The daughter of Pharaoh came down to bathe at the river, while her attendants walked beside the river. She saw the basket among the reeds and sent her maid to bring it. When she opened it, she saw the child. He was crying, and she took pity on him…
Glausius says she read Spanish poet Luis Alberto de Cuenca’s “Moses” (trans. Gustavo Pérez Firmat) by her son’s grave eight days after his death. Like some of the other poems that consoled her and her son in his final months, it imagines death as a journey. Along with the basket story, in also alludes to the parting of the Red Sea and other divine interventions:
Give me your hand. We have to cross
the river and my strength fails me.
Hold me as if I were an abandoned package
in a wicker basket, a lump that moves
and cries in the twilight. Cross the river
with me. Even if this time the waters
don’t part before us. Even if this time God
doesn’t come to our aid and a flurry of arrows
riddles our backs. Even if there is no river.

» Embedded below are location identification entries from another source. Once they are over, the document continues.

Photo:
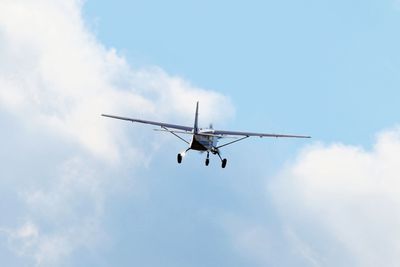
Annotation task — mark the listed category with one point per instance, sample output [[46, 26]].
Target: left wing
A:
[[248, 134], [161, 124]]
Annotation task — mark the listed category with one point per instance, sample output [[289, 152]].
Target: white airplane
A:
[[203, 140]]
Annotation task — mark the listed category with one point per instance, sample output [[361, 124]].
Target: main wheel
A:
[[224, 161]]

I love how we’re uncertain whom the poem addresses. When Glausius read the poem at the graveside service, was she asking for God’s help while imagining herself, like her son when he was a baby, as a “lump that moves and cries in the twilight.” The river in this case would be her son’s death, which she doesn’t want to turn away from–and which God has not forestalled by divine intervention.
Or did she see herself asking her son to give her strength, the parent-child relationship momentarily reversed? It could be that she’s asking him to help her stay upright at the moment when her strength fails her.
The power that lies in making such a request is that one feels less alone. One imagines that someone is listening and reaching out a hand.